Mischi Wettstein: Aktuell rettet Berner wohl die englische Woche den Trainerjob. Ich bin mir sicher, dass die GC-Verantwortlichen um Harald Gärtner und Stephan Schwarz früher oder später reagieren werden, wenn Berner die Talfahrt nicht stoppen kann.
Sollte GC in der Barrage landen, braucht es spätestens einen neuen Impuls. Das wissen auch die Verantwortlichen. GC wird bestimmt alles unternehmen, um den Klassenerhalt sicherzustellen.
Nau.ch: Blicken wir noch kurz auf den Klassiker vom Samstag zwischen dem FC Basel und dem FCZ zurück?
Mischi Wettstein: Die erste Halbzeit bot gute, aber nicht hochklassige Unterhaltung. Nach der Pause war es dann wieder bescheidene Hausmannskost. Das 2:2 geht in Ordnung, weil der FCZ es versäumt hatte, in der ersten Halbzeit höher in Führung zu gehen. Wenn man sich da an die Chance von Katic erinnert …
Christoph Böhlen: Auffallend, dass Trainer Celestini endlich wieder auf Taulant Xhaka gesetzt hat. Doch auch der Routinier kann in seinem 300. Super-League-Spiel die Sieglos-Serie nicht beenden. Mittlerweile sind es bereits wieder vier Liga-Partien ohne Dreier. Die Barrage ist damit deutlich näher als die Top 6, durchatmen können die Basler noch lange nicht.
Mischi Wettstein: Der FC Basel ist gut beraten, noch ein paar Punkte zu gewinnen, um nicht in den «Seich», sprich die Barrage, zu kommen! Das Restprogramm ist mit Lugano, Ouchy, Servette und Luzern sehr heimtückisch und anspruchsvoll!
Nau.ch: Ihr habt es schon gesagt: Es wartet eine englische Woche und überall in der Liga ist Spannung garantiert!
Mischi Wettstein: Ein Lob für den neuen Modus – das ist doch geil! Es brennt gleich an drei Orten: im Meisterrennen, im Kampf um die Top 6 und im Abstiegskampf.
Nau.ch: Was ist euch sonst noch aufgefallen?

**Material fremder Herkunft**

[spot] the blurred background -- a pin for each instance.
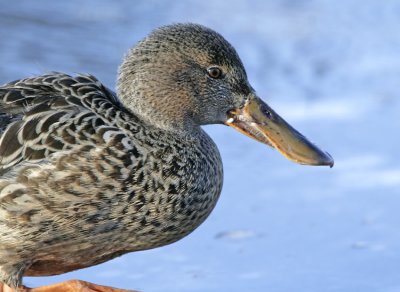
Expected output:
(330, 68)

Mischi Wettstein: Der FC Aarau verliert in Bellinzona gleich mit 2:5. Dabei haben die Tessiner in den letzten fünf Spielen nur einmal getroffen … Jetzt gleich fünfmal, dazu gelingt eine Reaktion nach dem 1:2-Rückstand. In Spiel 1 nach der Trennung von Alex Frei ist das ein Schritt in die falsche Richtung.
Christoph Böhlen: Der FC Thun hat es verpasst, nahe an Leader Sion dranzubleiben. Während die Walliser mit 4:0 gegen Nyon gewinnen, verlieren die Berner Oberländer ausgerechnet gegen Ex-Trainer Marc Schneider und Vaduz. Das 0:1 ist ein Rückschlag im Rennen um Platz 1.